90年代のクィア理論以降、(1)カテゴリー/アイデンティティが、そもそも差異をはらんでいるはずの集団を代理/表象(representation)することへの疑念、(2)個人が統一的で一貫した存在であるという近代的想定、すなわちアイデンティティ概念そのものへの疑念、これらが提起され、これらのことを踏まえていない理論も政治も危険なものとみなされるようになる。これはわれわれの日常的な感覚からも、精神の奥底からもよびかけてくる疑念である。《与えられている言葉で語ろうとすれば、まさにその言葉が、自己のうちに、それによっては語りえないもの、常に語り残されてしまうものを浮かび上がらせる。(…)またそれにもかかわらず、主体はそうした言葉の内部でアイデンティティを求めて自問し語ることへと促されている。そしてさらには、そのように促されてしまうことそのものが疑問に付されている》(草柳[1998:29-31])。

カテゴリー/アイデンティティというものと、存在すること・実存することの間の亀裂の感覚、与えられた洋服の着心地の悪さの感覚、こういったものを鋭敏にとらえていかなければ、理論も政治もますます無知の効果に巻き込まれていくことだろう。

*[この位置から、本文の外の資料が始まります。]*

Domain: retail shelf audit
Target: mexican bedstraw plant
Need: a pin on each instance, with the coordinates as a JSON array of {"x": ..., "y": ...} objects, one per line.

次節では、カテゴリーや「名」といったものを本質的なものとしてではなく構築されたものとしてとらえることを通して、社会理論にどのような変化が生じうるかを概観してみたい。もしそこになんら認識利得が生じないのであれば、構築主義はたんなる無駄な知的ゲームに堕してしまうだろう。バトラーらポスト構造主義者の理論と、われわれの日常感覚を汲み取った社会理論は、どのようなものだろうか。そしてそれは可能なのだろうか。


1 加藤[1998]に収められた論文のうちもっとも古いものは1990年という早い時期に書かれた論文であり、非常に先駆的であるといえる。ジェンダー論の文献としてもっとも優れたもののひとつであることはまちがいなく、もっと注目されるべきであると思われる。

2 〈人格〉が因果帰属上の概念ではなく選択帰属上の概念であることは、第1章第1節でのルーマンの議論ですでにみた。また、社会的構築主義の立場からは、〈パーソナリティ〉が、他人から区別される個人の内面に存在する態度や性向や気質の原因であるという、伝統的な見方が批判され、社会的に構築されたものであるとされている(Burr[1995=1997:26-49])。もちろんこれは「生まれではなく育ち」という話しではない。

3 《全体的かつ個別的に》(Foucault[1979=1983])というフーコーの議論を参照。また、身体を生産しかつ管理する権力について、内田隆三[1997]参照。

4 ジャック・デリダによる有名な言語行為論批判によれば、ある言明がコンスタティヴであるかパフォーマティヴであるかを区別することは不可能である(Derrida[1972=1988])。あらゆる記号は、それを話した現前的な(いまここの)主体と結びつき、その本来のコンテクストにおいてコンスタティヴな機能を持つが、同時にその記号はあらゆるコンテクストへ引用可能である。これはデリダの有名な区別で、前者がパロール(話し言葉)、後者がエクリチュール(書き言葉)の機能である。言語や記号は本来、引用可能性に開かれていることによって存在している。東浩紀[1998:14-18]を参照。